For the implementation of image-to-text (taxonomy) encoding, we needed an engine capable of searching similar media based on their semantics rather than visual features. With a stable image similarity search engine, the system can analyze new image data from an existing annotated image database and collect taxonomy tags from similar media.
Taxonomy tags will be aggregated based on the similarity score, and the taxonomy data will be generated automatically for new images.
Product deployment and further development
The PoC was built as a set of microservices or separate containerized applications integrated into the client’s Google Cloud infrastructure.
For further development, the PoC will be used to create detailed software requirements specifications and new ideas for improvements in the approach used and data collection and annotation setup.

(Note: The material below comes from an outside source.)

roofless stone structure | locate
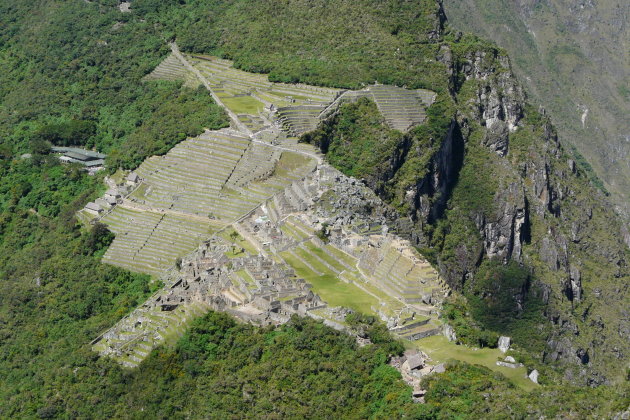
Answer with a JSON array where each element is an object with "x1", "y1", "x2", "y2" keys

The future product roadmap was also created as a part of the PoC complex.
RESULTS AND ACHIEVEMENTS
- Created the application UI fully from scratch using the client’s existing brand style
- Performed complex research of language models to find the most suitable solution from the engineering and cost perspectives
- Created application architecture that was adapted to the client’s Google infrastructure
- Wrote documentation that covers each step of the development and is easy to understand even for non-technical specialists
- Outlined a solid product roadmap for the next development phases with the consideration of dependencies, resource allocation, product milestones
What happens now
Our active preparation for the following product development phase is currently in progress. We’re looking forward to starting the main development phase as soon as the customer approves all the requirements.